Но не только такие старые, опаленные огнем многих войн, генералы, как князь Голицын, или придворные поэты, каковым можно назвать Жуковского, воспитателя наследника престола, горячо одобряли политику русского царя по отношению к Польскому восстанию.
Александр Тургенев, вспоминая все тот же разговор, в марте 1838 года писал князю Вяземскому из Парижа: «Разве ты не был согласен со мной в Москве, в Чернышовом переулке, стоя у своего камина, после богомерзкого, отвратительного хвастовства, чтобы не сказать сильнее, Д[ениса] Д[авыдова], когда ты так сильно, благородно и возвышенно нападал на Пушкина и так сладко примирял меня с твоим салоном, из коего я хотел уйти, наслышавшись Д[ениса] Д[авыдова]»[535].
«Нападал на Пушкина», притом — «благородно и возвышенно»! Изрядно сказано! За что ж это так? Да за его блистательные стихи, посвященные польскому мятежу: «Клеветникам России» и «Бородинская годовщина». Известно, что либералы во все времена знали: может быть лишь две точки зрения — либеральная и ошибочная, за которую нужно строго наказывать. Но Пушкин писал отнюдь не «либерально»:
Прекрасные стихи! Однако они, как и участие Давыдова в Польской кампании, замалчивались в XX веке из принципов «пролетарского интернационализма», «классовой солидарности» и тому подобных химер…
Все самое интересное осталось позади. Далее была, в общем-то, самая обыкновенная жизнь, как у подавляющего большинства людей.
По счастью, никакие политические разногласия не могут рассорить истинных друзей, а потому споры о Польской кампании между ними были забыты, и 23 апреля 1832 года Давыдов писал все тому же князю Вяземскому, пребывавшему в Петербурге, и в этом письме отразилась вся его тогдашняя жизнь со всеми своими заботами:
«Что касается до меня, то мне кажется, долго мне не видаться с тобою: я в начале июня еду на год, а может быть и на полтора года в Симбирскую деревню.
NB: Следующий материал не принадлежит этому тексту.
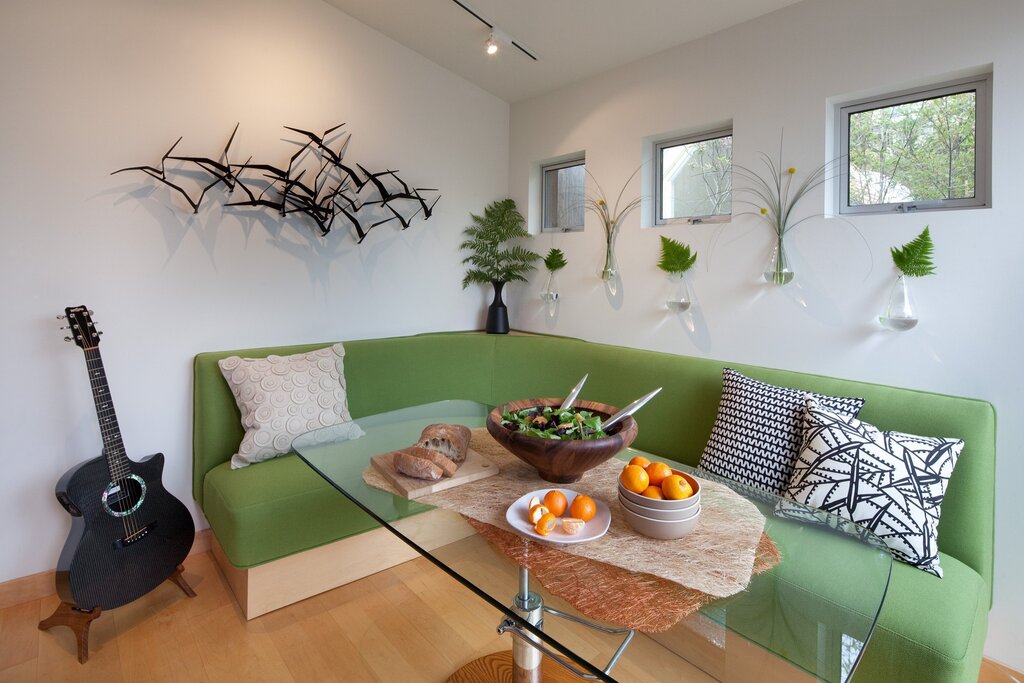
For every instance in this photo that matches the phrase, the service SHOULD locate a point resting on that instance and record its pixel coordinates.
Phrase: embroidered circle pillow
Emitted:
(758, 430)
(889, 482)
(281, 397)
Да и Бог с ней с Москвою! Она пуста друзьями моими, „иных уж нет, другие странствуют далече“. […Федор Иванович] Толстой наш был ужасно болен; что он перенес, так это неизъяснимо. Теперь спазмы в груди уменьшились, но здоровье еще далеко. Надо ему лечиться, и хорошо и долго лечиться, чтобы совсем избавиться от этой болезни.
Меня, милый мой Вяземский, соблазнили деньги: я никак не хотел выдавать стихов моих на поругание, но дают хорошую сумму, и я, очертя голову, пускаю их в океан бурь и противоветрий. Вся гусарщина моя хороша, и некоторые стихи, как Душенька, Бородинское поле, изрядны, но элегии слишком пахнут старинной выделкой, задавлены эпитетами, и краски их суть краски фаянсовые, или живопись школы Миньяри, Буше и пр. живописцев века Людовика XVI-ro, много фиолетового и желто… цвета{174}. Но так и быть. Красные, белые и синие бумажки имеют свой цвет и цвет решительный. Итак, мена для меня более выгодна, чем разорительна; да будет!»[537]